Mplus Discussion >> Estimators and Missing Data

Topics
Last Day
Last 3 Days
Last Week
Tree View

Edit Profile


Estimators and Missing Data

Mplus Discussion > Multilevel Data/Complex Sample >

Message/Author

Thomas A. Schmitt posted on Thursday, June 12, 2008 - 1:29 pm

Hello Linda,

I have several questions concerning growth models in Mplus:

(1) I have estimated a two level multilevel model with the following code below. Is there and example that would show how to the parameters in the SEM framework and if so does this SEM framework give all the same parameter estimates as the multilevel modeling framework?

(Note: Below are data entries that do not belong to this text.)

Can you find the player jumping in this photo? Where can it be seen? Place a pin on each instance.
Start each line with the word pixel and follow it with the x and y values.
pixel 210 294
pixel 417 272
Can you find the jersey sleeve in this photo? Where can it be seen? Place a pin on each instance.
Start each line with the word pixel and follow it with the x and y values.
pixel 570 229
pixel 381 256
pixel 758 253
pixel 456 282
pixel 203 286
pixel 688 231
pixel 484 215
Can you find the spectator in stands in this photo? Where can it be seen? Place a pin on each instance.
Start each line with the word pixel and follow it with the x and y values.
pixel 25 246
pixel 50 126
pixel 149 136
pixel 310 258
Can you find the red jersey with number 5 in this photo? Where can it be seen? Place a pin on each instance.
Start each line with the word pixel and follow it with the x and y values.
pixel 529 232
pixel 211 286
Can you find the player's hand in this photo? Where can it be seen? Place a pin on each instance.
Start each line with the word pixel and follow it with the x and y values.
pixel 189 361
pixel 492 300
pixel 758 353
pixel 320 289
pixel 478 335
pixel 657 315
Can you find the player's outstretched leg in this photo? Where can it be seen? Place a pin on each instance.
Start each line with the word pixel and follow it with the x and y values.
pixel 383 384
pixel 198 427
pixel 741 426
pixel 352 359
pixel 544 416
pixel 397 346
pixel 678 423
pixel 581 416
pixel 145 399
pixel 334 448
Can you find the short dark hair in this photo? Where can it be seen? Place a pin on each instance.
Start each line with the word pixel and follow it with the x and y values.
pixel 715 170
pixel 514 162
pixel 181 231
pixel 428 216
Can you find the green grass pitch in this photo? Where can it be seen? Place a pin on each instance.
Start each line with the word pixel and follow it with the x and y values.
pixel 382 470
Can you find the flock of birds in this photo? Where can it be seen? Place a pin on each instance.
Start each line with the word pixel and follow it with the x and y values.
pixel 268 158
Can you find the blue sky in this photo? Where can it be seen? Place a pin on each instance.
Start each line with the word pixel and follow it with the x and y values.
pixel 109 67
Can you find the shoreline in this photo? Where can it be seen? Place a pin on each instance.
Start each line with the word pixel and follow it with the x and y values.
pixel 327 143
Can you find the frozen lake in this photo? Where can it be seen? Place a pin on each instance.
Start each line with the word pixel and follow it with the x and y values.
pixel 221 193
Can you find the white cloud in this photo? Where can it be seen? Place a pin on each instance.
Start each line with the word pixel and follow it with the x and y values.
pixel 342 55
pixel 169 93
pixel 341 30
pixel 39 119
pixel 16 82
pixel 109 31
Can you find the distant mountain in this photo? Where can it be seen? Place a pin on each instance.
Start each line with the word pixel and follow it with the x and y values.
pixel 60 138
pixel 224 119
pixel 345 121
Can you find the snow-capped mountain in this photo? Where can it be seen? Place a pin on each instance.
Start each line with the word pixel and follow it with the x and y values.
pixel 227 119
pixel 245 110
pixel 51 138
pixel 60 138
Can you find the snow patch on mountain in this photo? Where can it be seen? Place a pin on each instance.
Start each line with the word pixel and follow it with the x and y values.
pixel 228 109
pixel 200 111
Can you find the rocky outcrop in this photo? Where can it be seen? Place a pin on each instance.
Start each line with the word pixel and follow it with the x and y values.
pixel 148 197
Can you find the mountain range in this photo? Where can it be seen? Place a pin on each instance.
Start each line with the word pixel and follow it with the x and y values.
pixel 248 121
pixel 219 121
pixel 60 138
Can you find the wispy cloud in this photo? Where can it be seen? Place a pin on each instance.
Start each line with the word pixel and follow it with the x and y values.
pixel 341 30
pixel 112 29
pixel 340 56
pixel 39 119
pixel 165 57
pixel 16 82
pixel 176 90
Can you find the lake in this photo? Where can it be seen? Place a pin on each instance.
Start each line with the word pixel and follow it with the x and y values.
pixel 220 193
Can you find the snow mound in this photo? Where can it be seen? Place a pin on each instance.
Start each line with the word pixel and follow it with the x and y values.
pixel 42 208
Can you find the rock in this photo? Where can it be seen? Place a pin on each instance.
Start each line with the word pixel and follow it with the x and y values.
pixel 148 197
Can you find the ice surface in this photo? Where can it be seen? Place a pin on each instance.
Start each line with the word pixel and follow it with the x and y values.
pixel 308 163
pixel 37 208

(2) Why is Mplus able to “handle” missing data at both level one and level two as opposed to other programs such as HLM and SAS PROC MIXED which can only “handle” missing data at level one; is this due to the optimization algorithm? Is this true both in the

(3) I’m trying to understand what default algorithm Mplus uses to estimate parameters in the presence of missing data. I’m fitting a two level model with random intercepts and slopes. My understanding is that MLR estimator is used along with the EM algorithm and that FIML is not being used?

Best,

Tom

TITLE:
This is an example of a one-level growth
model for a continuous outcome (two-level analysis)
DATA:
FILE IS willet_mplus_missing.dat; format=free;
VARIABLE:
NAMES = id covar y time;
USEVARIABLES = id y time;
WITHIN = time;
CLUSTER = id;
MISSING= y (-99);
ANALYSIS:
TYPE = TWOLEVEL RANDOM;
MODEL:
%WITHIN%
s | y ON time;
%BETWEEN%
y s;
y WITH s;

Linda K. Muthen posted on Thursday, June 12, 2008 - 3:59 pm

1. Example 6.1 with residual variances held equal would be the same.

2. It is due to the optimization procedure.

3. MLR is FIML. The same parameter estiamtes are obtained. It is only standard errors and chi-square that differ. In most cases, Quasi-Newton is used. In some cases, EM is used.

Thomas A. Schmitt posted on Friday, June 13, 2008 - 11:11 am

Thank you! I’m still struggling with the algorithm being used. In the MS-DOS window it indicates that EM is being largely invoked when there is not missing data. When there is missing data the window indicates EM is mostly being used along with QN. Also, I thought FIML was a direct method in that model parameters and standard errors were estimated directly from the data and the EM algorithm is an indirect ML in that it provides ML estimates of the covariance matrix and mean vector that is used for further analysis. So my confusion is in that FIML is being used along with the EM algorithm.

Also:
(1) Missing data modeling is handled the same in terms of MLE methods with hierarchical growth data when using the multilevel and SEM framework?
(2) Can auxiliary variables be incorporated into the Mplus approach that uses multilevel modeling?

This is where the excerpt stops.